Mais n’allons pas trop vite. Pour l’instant, nous sommes dans le Paris de la fin de la Seconde Guerre Mondiale. Plusieurs personnages sont mis en avant, mais tous tournent finalement autour d’une femme clé, Agnès Laborde, une résistante influente, mais qui a été piégée par un vichyste particulièrement malin. De là vont découler plusieurs événements qui vont aller de la petite à la grande Histoire.

Si l’on connait les rivalités des différentes factions de la Résistance, ce livre est l’occasion de les vivre vraiment de l’intérieur. Le lecteur suit les intrigues qui secouent la libération de Paris et ce à tous les niveaux. Simples sympathisants ou grands pontes politiques, chacun tente d’avancer ses pièces dans un jeu d’échec dont les coups peuvent assurer la vie comme apporter la mort.

Le point d’entrée de l’intrigue, les fameuses fiches issues de la mécanographie (sorte d’ancêtre de l’informatique), est une excellente idée car il permet de revivre cette époque à travers un fil conducteur peu exploité jusqu’à présent.

Cela donne un récit dense, où l’on voit progresser différents personnages, tout en croisant régulièrement Agnès, dont la situation va en se compliquant au fil des pages.

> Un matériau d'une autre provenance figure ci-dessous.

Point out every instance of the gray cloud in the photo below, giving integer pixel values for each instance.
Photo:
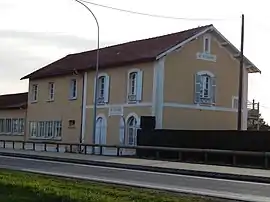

Cette BD est très intéressante pour mieux comprendre cette période historique. Elle fourmille de détails qui rendent ce thriller particulièrement réaliste. Paradoxalement, ce souci de la précision et le nombre important de protagonistes ne permettent pas de dégager un réel charisme de la part des différentes personnages. Il manque, dès lors, un petit supplément d’âme pour rendre le récit parfait.

Nous plongeons, en tout cas, avec étonnement, et parfois dégoût, dans les coulisses pas toujours reluisantes du pouvoir, qui se construit et se déconstruit au gré des tremblements de la république française.

Le style graphique de Stéphane Douay, et la palette de couleurs de Marie Galopin, illustrent très justement cette ambiance sombre et terne. Le trait du dessinateur est efficace même s’il manque un peu de détails. Son découpage est classique, mais il fonctionne bien, d’autant que la multitude des scènes et des dialogues représentait un véritable challenge pour Douay.

Les auteurs livrent une nouvelle série historique dense, qui ne révolutionne pas le genre, mais qui vous permettra de revivre avec force de réalisme les trente années qui vont forger la France d’aujourd’hui.